First, add the Nvidia Helm repository:

helm repo add nvidia [https://helm.ngc.nvidia.com/nvidia](https://helm.ngc.nvidia.com/nvidia) --force-update

Then, install the Nvidia GPU Operator with the necessary CDI configurations:

helm install --wait --generate-name -n gpu-operator --create-namespace \
    nvidia/gpu-operator --version v25.3.0 \
    --set toolkit.env[0].name=ACCEPT_NVIDIA_VISIBLE_DEVICES_ENVVAR_WHEN_UNPRIVILEGED \
    --set-string toolkit.env[0].value=false \
    --set toolkit.env[1].name=CDI_ENABLED \
    --set-string toolkit.env[1].value=true \
    --set toolkit.env[2].name=NVIDIA_CONTAINER_RUNTIME_MODE \
    --set toolkit.env[2].value=cdi \
    --set toolkit.env[3].name=NVIDIA_CONTAINER_RUNTIME_MODES_CDI_ANNOTATION_PREFIXES \
    --set toolkit.env[3].value=cdi.k8s.io/ \
    --set toolkit.env[4].name=CRIO_CONFIG_MODE \
    --set toolkit.env[4].value=config \
    --set devicePlugin.env[0].name=DEVICE_LIST_STRATEGY \
    --set devicePlugin.env[0].value=cdi-annotations \
    --set devicePlugin.env[1].name=CDI_ANNOTATION_PREFIX \
    --set devicePlugin.env[1].value=cdi.k8s.io/ \
    --set devicePlugin.env[2].name=NVIDIA_CTK_PATH \
    --set devicePlugin.env[2].value=/usr/local/nvidia/toolkit/nvidia-ctk

If you are using Rancher Kubernetes Engine 2 (RKE2) or K3s, append the following additional configuration to the install command:

    --set toolkit.env[5].name=CONTAINERD_SOCKET \
    --set toolkit.env[5].value=/run/k3s/containerd/containerd.sock

Step 6: Install MemVerge Transparent Checkpoint Operator

With the prerequisites met and the necessary components installed, you can now install the MemVerge Transparent Checkpoint Operator using Helm:

helm install --namespace mvtco-system mvtco oci://ghcr.io/memverge/charts/mvtco --version <version>

Replace <version> with the specific version of the MemVerge Transparent Checkpoint Operator you wish to install.
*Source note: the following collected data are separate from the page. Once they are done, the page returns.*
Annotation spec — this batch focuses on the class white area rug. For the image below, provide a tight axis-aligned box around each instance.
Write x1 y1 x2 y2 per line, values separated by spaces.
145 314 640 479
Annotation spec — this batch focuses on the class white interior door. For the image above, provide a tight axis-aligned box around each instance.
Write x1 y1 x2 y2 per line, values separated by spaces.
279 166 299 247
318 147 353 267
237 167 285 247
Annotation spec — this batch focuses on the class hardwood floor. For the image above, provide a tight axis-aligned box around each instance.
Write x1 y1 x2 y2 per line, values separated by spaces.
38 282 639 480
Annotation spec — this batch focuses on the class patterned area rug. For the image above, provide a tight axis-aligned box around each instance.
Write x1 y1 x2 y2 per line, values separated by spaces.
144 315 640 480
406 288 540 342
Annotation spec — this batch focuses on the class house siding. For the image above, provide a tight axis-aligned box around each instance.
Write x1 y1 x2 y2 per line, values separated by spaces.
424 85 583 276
Do not include the v prefix in the version number. If you omit the --version flag, the latest version will be installed.

Step 7: Uninstall MemVerge Transparent Checkpoint Operator

To uninstall the MemVerge Transparent Checkpoint Operator deployment, execute the following Helm command:

helm uninstall --namespace mvtco-system mvtco

This command will remove the operator's deployment but will leave the Custom Resource Definitions (CRDs) in your Kubernetes cluster.

To completely remove all MemVerge Transparent Checkpoint Operator resources, including the CRDs, run the following command:

kubectl delete crd engines.snapshot.memverge.ai

Next Steps

Once the MemVerge Transparent Checkpoint Operator is successfully installed, you can begin leveraging its capabilities for your applications. Refer to the User Guide for detailed instructions on how to enable transparent checkpointing and restore for your Kubernetes workloads by applying specific labels to your pod specifications.

In the simplest scenario, enabling checkpointing for a pod involves adding the following label to its specification:

memverge.ai/checkpoint-mode: 'true'

The User Guide also provides information on other available labels for customizing the checkpointing behavior, such as specifying containers to checkpoint, defining storage volumes, and configuring other advanced options.